ADHS: Kein Grund zur Panik!: ADHS im Studium: Herausforderung & Chance
Experten-Podcast über ADHS im Studium: Praxisnahe Tipps vom Facharzt für Betroffene und Angehörige.
ADHS: Kein Grund zur Panik!
26 min read1428 min audioIn der Podcast-Folge "Ein Studium mit ADHS – kein Grund zur Panik" spricht Moderator Christian Schiffbauer mit Facharzt Benedikt Bradtke über die besonderen Herausforderungen von Studierenden mit ADHS. Bradtke erläutert, dass rund 2.400 Betroffene allein in Münster studieren könnten und dass viele erst im Studium auffällig würden, weil dort die bisherigen Kompensationsstrategien versagen. Die zentralen Unterschiede zur Schule lägen in der fehlenden Struktur, dem höheren Selbstorganisationsbedarf und dem Wegfall sozialer Stützen. Als Lösungen empfiehlt er multimodale Therapie, feste Routinen, Lerngruppen, Nachteilsausgleiche und den Besuch von Selbsthilfegruppen. Besonders betont wird die Bedeutung frühzeitiger Diagnosen und die Wahl passender Studiengänge – dynamische, kreative Fächer gelten als vielversprechend, während Jura oder Ingenieurwissenschaften oft schwieriger seien.
### 1. Erstmanifestation im Studium sei keine Seltenheit
Viele intelligente Betroffene würden erst im Studium auffallen, da frühere Leistungen durch Hyperfokus und externe Strukturen kompensiert worden seien. Bradtke berichtet: "Die ADHS im Kindesalter und auch in der Schulzeit [sei] noch immer unterdiagnostiziert [...] das betrifft vor allem gerade sehr intelligente Menschen, die gute Kompensationsstrategien haben."

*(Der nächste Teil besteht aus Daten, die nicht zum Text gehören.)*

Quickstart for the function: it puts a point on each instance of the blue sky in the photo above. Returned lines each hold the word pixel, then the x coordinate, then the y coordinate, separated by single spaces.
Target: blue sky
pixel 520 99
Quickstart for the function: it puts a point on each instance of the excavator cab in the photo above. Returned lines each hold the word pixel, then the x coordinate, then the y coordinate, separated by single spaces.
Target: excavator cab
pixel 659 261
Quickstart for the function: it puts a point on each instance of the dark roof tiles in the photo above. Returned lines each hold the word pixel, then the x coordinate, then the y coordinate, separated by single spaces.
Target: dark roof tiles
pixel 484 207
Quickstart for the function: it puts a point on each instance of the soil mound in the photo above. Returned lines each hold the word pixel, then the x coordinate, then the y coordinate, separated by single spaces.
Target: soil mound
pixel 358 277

### 2. Studium erfordere völlig neue Organisationsformen
Die fehlende Struktur des Studiums stelle eine massive Herausforderung dar: "Es gibt keinen festen Stundenplan. Die Vorlesungen haben nur selten Anwesenheitspflicht und große Hörsäle fordern die Betroffenen in der Konzentration meist sehr heraus."

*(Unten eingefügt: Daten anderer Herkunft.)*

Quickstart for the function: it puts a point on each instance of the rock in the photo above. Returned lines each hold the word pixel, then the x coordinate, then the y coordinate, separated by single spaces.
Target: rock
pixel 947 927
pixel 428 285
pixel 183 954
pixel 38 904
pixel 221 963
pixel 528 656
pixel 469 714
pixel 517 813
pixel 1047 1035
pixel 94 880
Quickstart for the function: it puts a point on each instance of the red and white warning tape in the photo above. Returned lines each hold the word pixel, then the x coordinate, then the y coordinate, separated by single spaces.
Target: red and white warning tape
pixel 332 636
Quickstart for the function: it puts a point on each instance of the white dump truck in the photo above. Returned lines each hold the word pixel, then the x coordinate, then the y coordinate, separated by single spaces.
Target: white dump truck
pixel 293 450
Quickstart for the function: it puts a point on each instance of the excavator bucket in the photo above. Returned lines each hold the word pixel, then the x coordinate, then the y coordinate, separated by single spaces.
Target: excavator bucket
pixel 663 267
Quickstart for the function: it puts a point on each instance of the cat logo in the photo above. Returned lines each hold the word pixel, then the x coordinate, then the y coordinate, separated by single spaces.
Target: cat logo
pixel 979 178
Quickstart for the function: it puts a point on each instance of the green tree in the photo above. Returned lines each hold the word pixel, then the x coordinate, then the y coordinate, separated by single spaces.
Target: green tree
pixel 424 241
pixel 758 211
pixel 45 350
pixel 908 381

### 3. Praktische Tools zeigen Wirksamkeit
Konkrete Strategien wie die Eisenhower-Matrix, Pomodoro-Technik, Noise-Cancelling-Kopfhörer und feste Routinen würden sich in der Praxis bewähren. Auch "Eat the Frog" und die 2-Minuten-Regel gegen Prokrastination werden empfohlen.
### 4. Soziale Unterstützung sei entscheidend
Familie, Lerngruppen und Kommiliton:innen könnten den Unterschied ausmachen: "Das soziale Umfeld eines ADHS Betroffenen kann wirklich [...] einen wirklichen Unterschied machen."

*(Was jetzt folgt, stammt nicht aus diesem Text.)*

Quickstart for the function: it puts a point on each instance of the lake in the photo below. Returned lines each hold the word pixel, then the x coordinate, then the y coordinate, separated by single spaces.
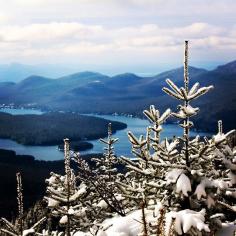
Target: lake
pixel 122 147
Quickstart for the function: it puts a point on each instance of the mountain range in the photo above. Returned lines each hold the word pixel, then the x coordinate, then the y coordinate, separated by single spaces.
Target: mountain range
pixel 90 92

### 5. Studienfachwahl beeinflusse Erfolg signifikant
Dynamische, kreative Fächer in kleinen Kohorten würden sich als erfolgreicher erweisen, während "Fächer mit viel monotoner Arbeit, vielleicht sowas wie Jura oder auch die Ingenieurwissenschaften [...] häufig etwas schwieriger [gestalten]".
### 6. Frühe Diagnose verhindere Studienabbrüche
Späte Diagnosen führten zu unnötigen Leidensdruck und Studienabbrüchen. Bradtke appelliert: "Die ADHS Diagnose im Studium [...] sehr frühzeitig [zu] stellen."
## Einordnung
Der Podcast präsentiert sich als seriöses, evidenzbasiertes Informationsformat, das zwischen journalistischem Anspruch und praxisorientierter Beratung navigiert. Die Gesprächsführung bleibt professionell, ohne jedoch die Komplexität des Themas zu vereinfachen oder zu pathologisieren. Besonders positiv hervorzuheben ist die konsequente Perspektive der Betroffenen, die durchgängig als kompetente Akteure dargestellt werden – ein deutlicher Kontrast zu deficit-orientierten Diskursen. Die Expertise des Arztes wird nicht als absolute Autorität inszeniert, sondern als Erfahrungswissen kontextualisiert. Kritisch anzumerken ist jedoch, dass die Perspektive von Studierenden selbst kaum vorkommt; die Stimmen bleiben auf den Experten beschränkt. Auch die Differenzierung zwischen ADHS-Subtypen oder geschlechtsspezifischen Erfahrungen bleibt unausgelotet. Dennoch gelingt dem Format eine wertvolle Balance zwischen medizinischer Information und Hoffnungsperspektive, ohne in Versprechen oder Esoterik abzudriften.